The 3,675-page report is the latest in a series by the Intergovernmental Panel on Climate Change (IPCC) detailing the global consensus onclimate science. This report, however, focuses on how nature and societies are being affected and what they can do to adapt.

British, Spanish and Egyptian officials said the report was a call to action. U.S. Climate Envoy John Kerry lamented that too little has been done to adapt to climate change and said the report offered a “blueprint for action”.

“Denial and delay are not strategies, they are a recipe for disaster,” Kerry said in a statement.

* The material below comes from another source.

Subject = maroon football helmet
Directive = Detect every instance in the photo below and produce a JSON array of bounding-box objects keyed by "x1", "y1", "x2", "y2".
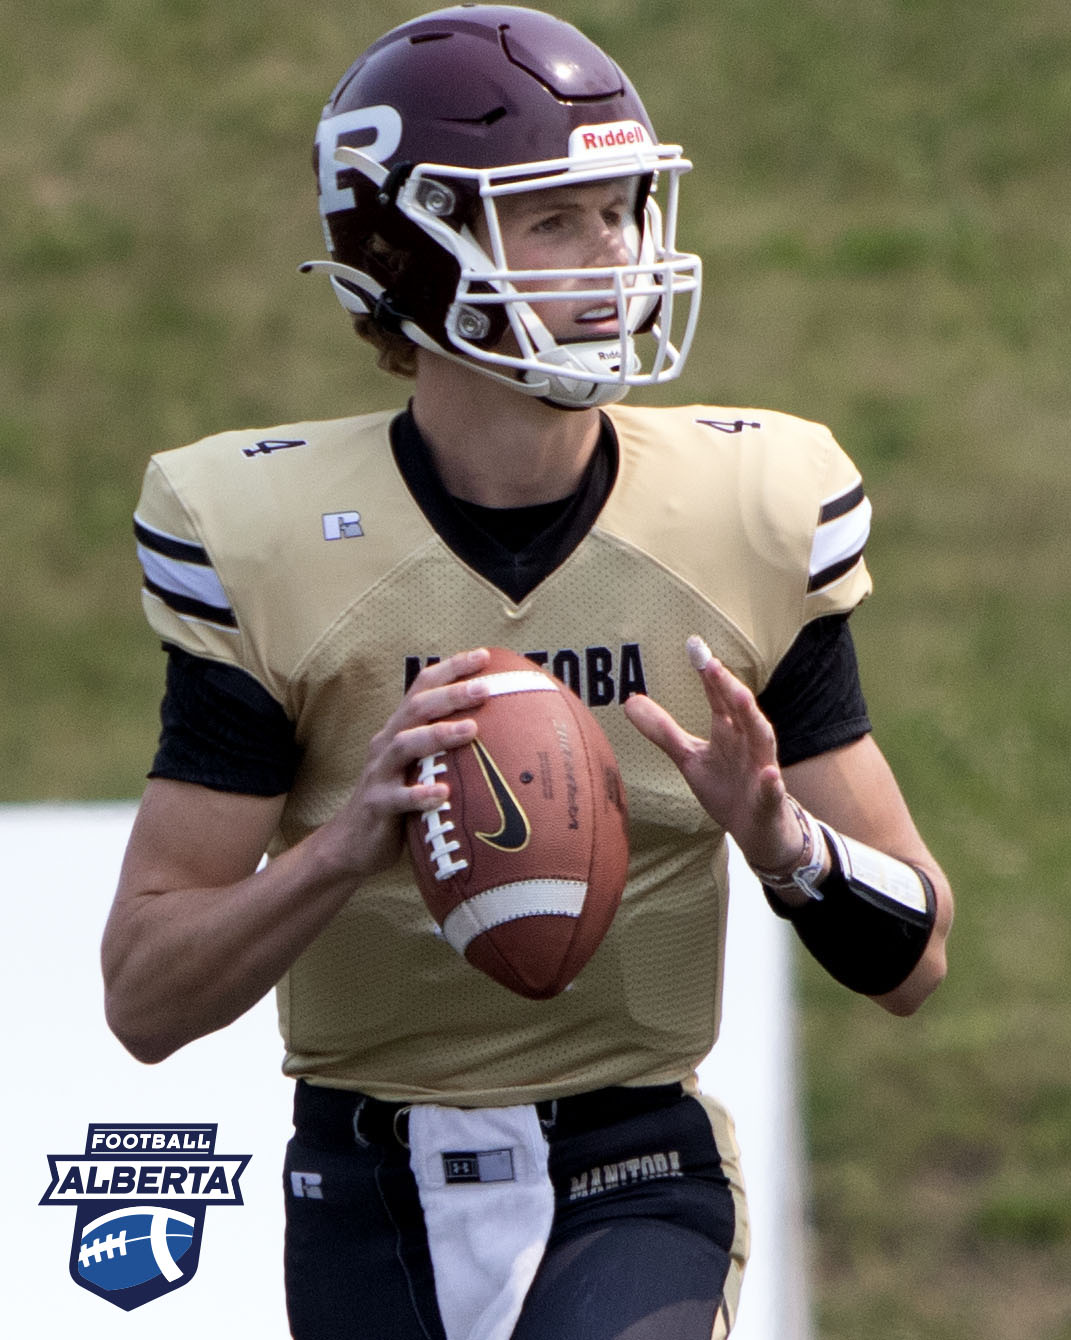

U.S. Secretary of State Antony Blinken said climate change would further threaten both global and local stability. “We know the significant risks climate change poses to our health and safety, and we know the climate plays a decisive role in shaping the trajectory of peace and prosperity in the world,” hr said.

On nearly all counts, the report makes clear that climate change is impacting the world far faster than scientists had anticipated. Meanwhile, countries have failed to rein in planet-warming carbon emissions, which continue to rise.

“Unchecked carbon pollution is forcing the world’s most vulnerable on a frogmarch to destruction,” Guterres said in a video address Monday. “The facts are undeniable. This abdication of leadership is criminal.”

Tough choices

While governments need to drastically curb their emissions to prevent runaway global warming, they can also work to limit suffering by adapting to the conditions of a warmer world, the report says.

That will take a lot of money – to finance new technologies and institutional support. Cities can invest in cooling areas to help people through heatwaves. Coastal communities may need new infrastructure or to relocate altogether.

“In terms of transformational adaptation, we can plan it and implement it now, or it’ll be thrust upon us by climate change,” said Kristina Dahl with the Union of Concerned Scientists, who was not involved in writing the report.

But in some cases, the report acknowledges, the costs of adapting will be too high.

The report’s release three months after global leaders met at a climate summit in Glasgow, Scotland, highlighted the urgency of efforts to contain global warming to within 1.5 degrees Celsius (2.7 degrees Fahrenheit) of pre-industrial temperatures.

Breaching that threshold will deliver irreversible damage to the planet, it says. And every increment of warming will cause more pain.

“Adaptation is not a get-out-of-jail-free card. There are limits to adaptation,” said Maarten van Aalst, director of the Red Cross Red Crescent Climate Centre and a report co-author.

Limiting global warming to close to 1.5C may not prevent losses to nature, societies or economies, but will substantially reduce them, the report says.

Having already warmed 1.1C, the planet is expected to hit the 1.5C threshold within two decades.

“Our atmosphere today is on steroids, doped by fossil fuels. This is already leading to stronger, longer and more frequent extreme weather events,” said Petteri Taalas, secretary-general of the World Meteorological Organization.

Permanent Damage

Societies will fail to adjust well to a warming world if they aren’t socially inclusive in tackling the task, the report warns. Solutions need to consider social justice and include indigenous populations, minorities and the poor, it says.

“It’s the poor and most marginalized who are most vulnerable” to climate change, said Timon McPhearson, an urban ecologist at The New School in New York and one of the report’s 270 authors.

Losses and damage from climate-related events, such as storms or heat waves, are already mounting.

In the decade up to 2020, highly vulnerable people in places such as Africa, South Asia and South America were 15 times more likely to die from floods, droughts or storms, the report said.

Hundreds of plant and animal species have disappeared at a local level, and some altogether from the planet. Australia’s Bramble Cay melomys rodent, for example, was driven to extinction by sea level rise, noted said IPCC co-author Brendan Mackey of Australia’s Griffith University. And marine heatwaves are killing off swathes of the Great Barrier Reef.

For people, time is running out to make the society-wide transformations needed, the report authors warn.

“There is a brief and rapidly closing window to secure a liveable future on the planet,” said Hans-Otto Portner, co-chair of the IPCC working group that generated the report. “We need to live up to this challenge.”